Scouts noted more fields than normal had been terminated, grazed or cut for hay or silage. Still-developing wheat was mostly in good condition, although signs of drought stress and wheat streak mosaic virus were common. Generally, wheat was taller and had better stands in central and southern Kansas than in the west, and yield projections were higher in those areas.

“That theme that came out of the wheat tour, it kind of remains in place today,” said Justin Gilpin, chief executive officer of Kansas Wheat. “There’s still going to be a lot of variability. Since the wheat tour, we have had some moisture and we have had some cooler weather that’s really helped with kernel development and the filling. So that’s going to benefit some of those areas in southcentral Kansas and the southern part of Kansas, but there’s still going to be parts of the state that just didn’t have the tillers or the stands due to drought conditions to really benefit from the moisture and the cool temperatures. It’s not going to add a lot of bushels, or it’ll kind of maintain what potential it has, even though it might not have been very good potential.”

Winter wheat conditions nationally have hovered near year-ago ratings. In hard red winter wheat country, conditions improved weekly in May before regressing in dry conditions. Increased rainfall totals in late May put conditions back on an improving course. Per the USDA, winter wheat rated good-to-excellent as of June 1 was 51% in Kansas (48% a week earlier), 55% in Oklahoma (46%), 30% in Texas (26%), 55% in Colorado (51%), 23% in Nebraska (19%), 31% in South Dakota (28%) and 75% in Montana (77%).

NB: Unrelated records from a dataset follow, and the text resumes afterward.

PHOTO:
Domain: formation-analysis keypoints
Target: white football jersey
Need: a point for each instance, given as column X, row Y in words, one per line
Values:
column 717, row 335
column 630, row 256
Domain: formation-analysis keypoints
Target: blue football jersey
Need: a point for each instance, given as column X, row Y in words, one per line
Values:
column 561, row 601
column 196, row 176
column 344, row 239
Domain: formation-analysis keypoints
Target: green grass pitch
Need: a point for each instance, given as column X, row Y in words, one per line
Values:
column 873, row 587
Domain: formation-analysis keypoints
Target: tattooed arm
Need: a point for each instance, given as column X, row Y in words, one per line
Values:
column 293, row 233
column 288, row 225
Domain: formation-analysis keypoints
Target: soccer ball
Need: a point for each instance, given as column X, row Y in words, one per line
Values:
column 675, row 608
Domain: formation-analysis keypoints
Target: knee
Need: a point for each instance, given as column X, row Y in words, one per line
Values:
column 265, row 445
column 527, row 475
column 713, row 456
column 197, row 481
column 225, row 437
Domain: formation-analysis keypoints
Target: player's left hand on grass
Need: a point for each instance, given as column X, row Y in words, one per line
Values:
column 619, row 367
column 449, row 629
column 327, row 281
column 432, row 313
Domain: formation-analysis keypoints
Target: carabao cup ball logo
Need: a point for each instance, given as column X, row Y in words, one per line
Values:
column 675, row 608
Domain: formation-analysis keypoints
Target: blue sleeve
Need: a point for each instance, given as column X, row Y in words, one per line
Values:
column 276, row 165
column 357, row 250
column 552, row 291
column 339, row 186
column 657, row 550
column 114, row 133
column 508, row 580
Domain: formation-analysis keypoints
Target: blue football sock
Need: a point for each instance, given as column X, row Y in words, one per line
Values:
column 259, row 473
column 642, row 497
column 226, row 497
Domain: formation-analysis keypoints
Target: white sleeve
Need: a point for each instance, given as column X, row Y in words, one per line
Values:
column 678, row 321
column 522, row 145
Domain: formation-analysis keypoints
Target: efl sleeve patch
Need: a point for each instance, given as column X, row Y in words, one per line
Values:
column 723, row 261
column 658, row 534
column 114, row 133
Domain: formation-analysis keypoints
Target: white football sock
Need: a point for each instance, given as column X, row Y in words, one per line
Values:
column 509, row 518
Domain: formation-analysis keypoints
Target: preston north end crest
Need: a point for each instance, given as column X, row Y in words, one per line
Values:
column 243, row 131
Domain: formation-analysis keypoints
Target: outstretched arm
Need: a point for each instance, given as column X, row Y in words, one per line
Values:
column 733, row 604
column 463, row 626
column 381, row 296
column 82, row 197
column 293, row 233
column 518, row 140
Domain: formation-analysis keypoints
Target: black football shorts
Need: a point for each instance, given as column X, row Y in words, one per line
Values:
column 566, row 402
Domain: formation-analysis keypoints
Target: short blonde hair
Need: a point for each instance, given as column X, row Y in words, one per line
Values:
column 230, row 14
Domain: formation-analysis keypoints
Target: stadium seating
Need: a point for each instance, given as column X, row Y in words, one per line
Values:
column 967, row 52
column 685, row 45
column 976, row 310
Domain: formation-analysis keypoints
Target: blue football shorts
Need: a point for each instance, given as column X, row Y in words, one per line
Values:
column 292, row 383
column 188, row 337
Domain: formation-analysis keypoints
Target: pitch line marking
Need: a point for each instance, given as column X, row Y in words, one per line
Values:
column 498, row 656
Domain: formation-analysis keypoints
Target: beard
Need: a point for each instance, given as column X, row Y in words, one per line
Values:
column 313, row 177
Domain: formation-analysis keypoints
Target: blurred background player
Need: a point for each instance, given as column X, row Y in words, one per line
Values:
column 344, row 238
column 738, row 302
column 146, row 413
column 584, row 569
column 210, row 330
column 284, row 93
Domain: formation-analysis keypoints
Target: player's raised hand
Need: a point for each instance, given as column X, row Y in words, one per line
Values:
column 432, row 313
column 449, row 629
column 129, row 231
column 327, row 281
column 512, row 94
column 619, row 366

“Rains (the week of June 2) were huge,” Gilpin said. “There’s going to be some areas — such as in the southeast part of the state, where there's not a lot of wheat — where there is some flooding in low-lying areas that’s going to hurt wheat. With the cooler temperatures and maybe adding a few bushels with the moisture in the southern part of the state, it’s probably got people watching what protein premiums might do if the crop has some higher-yielding, lower-protein wheat. That’s something the market’s going to be anxiously waiting to see how wheat starts coming in (during harvest) in the next two to three weeks.”

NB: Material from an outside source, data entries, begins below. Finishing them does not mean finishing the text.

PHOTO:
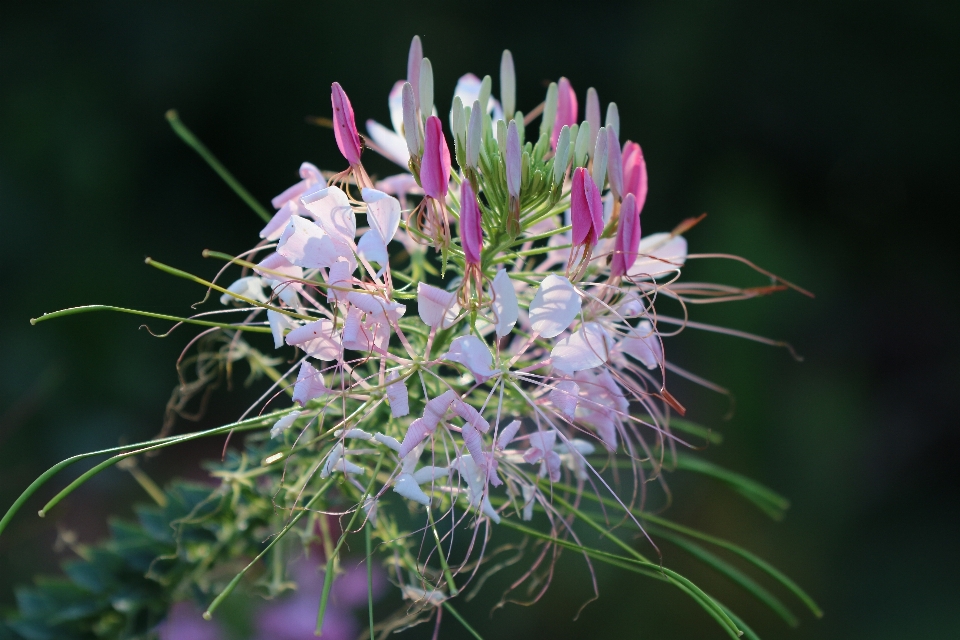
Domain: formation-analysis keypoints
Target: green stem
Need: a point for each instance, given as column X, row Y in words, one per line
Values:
column 443, row 560
column 328, row 576
column 466, row 625
column 194, row 143
column 159, row 316
column 236, row 579
column 366, row 536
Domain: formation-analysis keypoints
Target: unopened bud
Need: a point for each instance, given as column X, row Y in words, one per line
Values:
column 613, row 119
column 593, row 114
column 426, row 88
column 614, row 163
column 508, row 83
column 413, row 67
column 411, row 127
column 549, row 109
column 600, row 159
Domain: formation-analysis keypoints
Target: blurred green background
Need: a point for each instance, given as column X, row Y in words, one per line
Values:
column 820, row 137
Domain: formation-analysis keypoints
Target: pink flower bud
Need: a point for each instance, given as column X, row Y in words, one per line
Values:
column 593, row 114
column 435, row 168
column 634, row 173
column 471, row 235
column 345, row 126
column 628, row 237
column 513, row 160
column 566, row 109
column 614, row 163
column 586, row 209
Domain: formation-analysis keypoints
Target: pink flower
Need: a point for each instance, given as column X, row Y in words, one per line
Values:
column 435, row 169
column 634, row 173
column 566, row 109
column 471, row 234
column 628, row 237
column 345, row 126
column 586, row 209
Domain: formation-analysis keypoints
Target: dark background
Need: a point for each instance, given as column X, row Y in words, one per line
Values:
column 821, row 138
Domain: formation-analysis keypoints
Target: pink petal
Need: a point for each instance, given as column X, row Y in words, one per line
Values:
column 505, row 307
column 383, row 213
column 587, row 348
column 659, row 254
column 507, row 434
column 435, row 168
column 437, row 308
column 471, row 352
column 586, row 209
column 628, row 237
column 318, row 339
column 344, row 125
column 564, row 397
column 513, row 158
column 471, row 234
column 555, row 305
column 398, row 396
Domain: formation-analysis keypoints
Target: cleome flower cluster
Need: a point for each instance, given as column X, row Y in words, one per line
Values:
column 472, row 342
column 536, row 346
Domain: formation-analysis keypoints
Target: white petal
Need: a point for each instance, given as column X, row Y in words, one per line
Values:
column 284, row 423
column 383, row 213
column 394, row 146
column 317, row 339
column 437, row 308
column 643, row 344
column 659, row 255
column 248, row 287
column 372, row 250
column 587, row 348
column 406, row 486
column 278, row 323
column 307, row 245
column 505, row 307
column 554, row 307
column 429, row 474
column 473, row 353
column 333, row 212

When Kansas harvest samples get lab-tested and data is released, likely by mid- to late June, average protein and average yield figures will most likely belie wider-than-normal ranges, Gilpin said.

“It’s just one of those years where it’s going to be a lot of variability,” he said. “When you say what the state average is for wheat yield, it’s going to be one of those things like ‘this is what the average is, but there isn’t really any average.’ If it’s a 50- to 53-bushel average for the state, that means there’ll be 60- and 70-bushel wheat and there’ll be 20- and 30-bushel kind of variability. I think it’ll be the same way with protein if I had to guess. There definitely will be pockets of higher protein in those drought-stressed areas and then some of the southern areas where they have been able to add some bushels, you’re probably going to have higher yields and some lower protein in some areas.”

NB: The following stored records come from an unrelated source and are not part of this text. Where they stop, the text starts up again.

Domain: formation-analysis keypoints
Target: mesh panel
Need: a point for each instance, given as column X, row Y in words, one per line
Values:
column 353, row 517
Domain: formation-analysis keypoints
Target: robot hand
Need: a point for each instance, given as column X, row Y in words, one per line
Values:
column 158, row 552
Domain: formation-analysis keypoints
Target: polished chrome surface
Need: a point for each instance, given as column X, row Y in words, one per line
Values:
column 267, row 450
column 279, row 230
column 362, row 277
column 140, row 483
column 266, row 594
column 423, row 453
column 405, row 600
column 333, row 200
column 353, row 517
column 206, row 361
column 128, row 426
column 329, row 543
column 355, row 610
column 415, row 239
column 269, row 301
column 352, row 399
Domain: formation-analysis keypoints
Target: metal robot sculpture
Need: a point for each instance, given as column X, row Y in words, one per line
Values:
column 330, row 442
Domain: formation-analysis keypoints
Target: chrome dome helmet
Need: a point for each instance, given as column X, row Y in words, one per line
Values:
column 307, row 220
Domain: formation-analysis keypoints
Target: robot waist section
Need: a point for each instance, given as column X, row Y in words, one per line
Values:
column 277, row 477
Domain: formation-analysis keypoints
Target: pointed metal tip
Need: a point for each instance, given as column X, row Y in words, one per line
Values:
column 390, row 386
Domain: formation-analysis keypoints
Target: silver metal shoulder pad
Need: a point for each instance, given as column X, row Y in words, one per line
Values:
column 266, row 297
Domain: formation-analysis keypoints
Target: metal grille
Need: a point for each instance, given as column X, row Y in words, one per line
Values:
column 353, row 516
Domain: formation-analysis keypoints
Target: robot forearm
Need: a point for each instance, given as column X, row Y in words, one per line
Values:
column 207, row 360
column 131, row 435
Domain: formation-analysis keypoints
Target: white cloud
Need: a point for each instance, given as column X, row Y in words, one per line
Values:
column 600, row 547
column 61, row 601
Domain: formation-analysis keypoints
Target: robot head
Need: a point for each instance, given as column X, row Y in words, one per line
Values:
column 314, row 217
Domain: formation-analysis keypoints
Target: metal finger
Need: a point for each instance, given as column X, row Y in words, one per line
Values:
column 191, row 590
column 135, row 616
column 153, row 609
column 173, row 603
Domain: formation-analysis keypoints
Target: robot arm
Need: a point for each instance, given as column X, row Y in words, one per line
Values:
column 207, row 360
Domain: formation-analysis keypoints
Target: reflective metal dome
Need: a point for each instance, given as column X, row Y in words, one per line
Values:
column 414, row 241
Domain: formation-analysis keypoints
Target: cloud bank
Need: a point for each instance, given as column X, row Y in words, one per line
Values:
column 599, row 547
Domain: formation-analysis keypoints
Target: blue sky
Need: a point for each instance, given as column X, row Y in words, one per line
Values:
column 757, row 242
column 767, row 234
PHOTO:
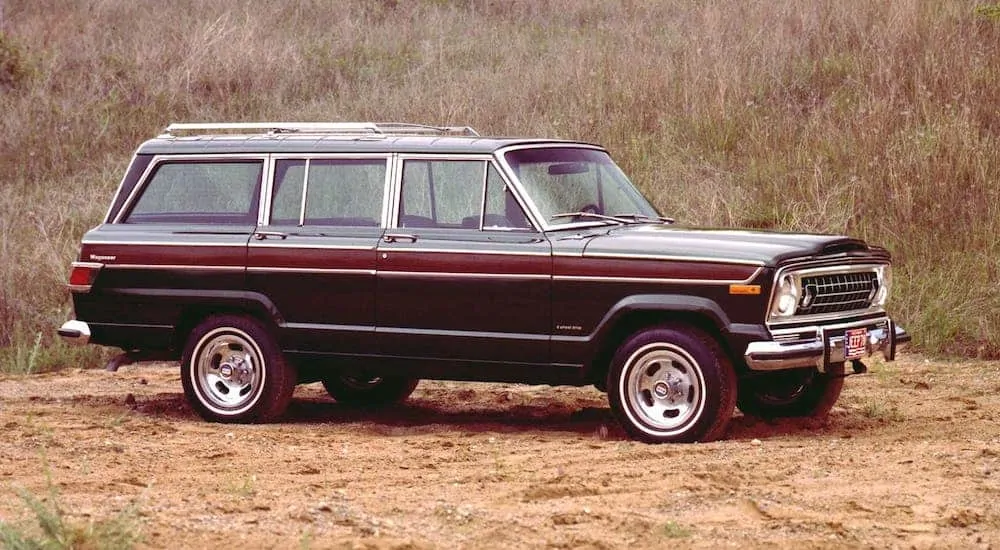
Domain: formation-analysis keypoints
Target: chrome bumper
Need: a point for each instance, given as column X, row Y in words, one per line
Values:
column 826, row 348
column 75, row 332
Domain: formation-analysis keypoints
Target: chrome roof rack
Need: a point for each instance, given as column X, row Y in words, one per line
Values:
column 373, row 129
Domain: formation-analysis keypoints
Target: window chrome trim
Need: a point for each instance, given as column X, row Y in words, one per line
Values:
column 157, row 160
column 652, row 280
column 240, row 243
column 121, row 184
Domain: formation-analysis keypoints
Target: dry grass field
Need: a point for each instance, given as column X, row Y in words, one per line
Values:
column 877, row 119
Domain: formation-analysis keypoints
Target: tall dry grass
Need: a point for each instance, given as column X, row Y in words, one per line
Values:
column 876, row 119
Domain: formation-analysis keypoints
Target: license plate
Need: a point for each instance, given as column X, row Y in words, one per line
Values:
column 855, row 343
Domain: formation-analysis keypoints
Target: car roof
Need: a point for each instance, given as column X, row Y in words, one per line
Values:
column 335, row 137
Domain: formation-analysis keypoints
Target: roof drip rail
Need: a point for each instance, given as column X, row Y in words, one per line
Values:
column 373, row 129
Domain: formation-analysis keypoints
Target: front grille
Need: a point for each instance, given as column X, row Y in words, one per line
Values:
column 833, row 293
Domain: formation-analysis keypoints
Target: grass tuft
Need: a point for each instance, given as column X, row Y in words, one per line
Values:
column 53, row 529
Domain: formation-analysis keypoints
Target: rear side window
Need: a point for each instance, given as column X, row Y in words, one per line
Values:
column 337, row 192
column 216, row 192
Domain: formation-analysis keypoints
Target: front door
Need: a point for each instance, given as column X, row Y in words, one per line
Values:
column 462, row 275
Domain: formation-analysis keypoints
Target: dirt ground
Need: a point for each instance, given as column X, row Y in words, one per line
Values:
column 910, row 458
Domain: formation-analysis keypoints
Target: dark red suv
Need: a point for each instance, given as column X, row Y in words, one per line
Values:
column 368, row 256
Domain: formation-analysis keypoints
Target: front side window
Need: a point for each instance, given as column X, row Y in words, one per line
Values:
column 457, row 194
column 217, row 192
column 337, row 192
column 566, row 180
column 442, row 193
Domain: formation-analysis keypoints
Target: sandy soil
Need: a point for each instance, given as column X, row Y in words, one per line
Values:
column 910, row 457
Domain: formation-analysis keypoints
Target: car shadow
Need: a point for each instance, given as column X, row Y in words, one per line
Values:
column 548, row 415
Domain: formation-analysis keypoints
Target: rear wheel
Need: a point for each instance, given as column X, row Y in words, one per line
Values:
column 792, row 393
column 672, row 383
column 233, row 371
column 369, row 391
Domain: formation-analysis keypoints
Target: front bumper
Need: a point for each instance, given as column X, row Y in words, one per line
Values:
column 75, row 332
column 825, row 347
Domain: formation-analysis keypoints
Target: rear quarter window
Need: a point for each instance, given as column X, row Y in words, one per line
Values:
column 216, row 192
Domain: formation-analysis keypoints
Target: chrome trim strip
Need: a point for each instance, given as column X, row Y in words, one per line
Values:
column 238, row 244
column 596, row 279
column 272, row 269
column 463, row 251
column 177, row 266
column 821, row 351
column 461, row 333
column 665, row 257
column 305, row 192
column 449, row 275
column 262, row 244
column 266, row 187
column 777, row 333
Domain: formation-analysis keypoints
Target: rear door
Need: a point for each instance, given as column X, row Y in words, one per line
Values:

In most of Kansas, late-season rains haven’t yet deteriorated wheat quality, and weather forecasts contained good crop weather into harvest.

“Fortunately, we’re not far enough along where these rains are coming at a risk of damaging wheat in the fields,” Gilpin said. “It looks (the second week of June) things are going to dry out and heat up, a good thing for the Kansas crop. There are some concerns about that central part of Oklahoma on some of that wheat and in Texas that is getting delayed due to rains. It’s an exciting time and an anxious time of the year because what happens the next 30 to 60 days dictates how the next 10 months of this crop gets marketed both domestically and internationally and for our farmers.”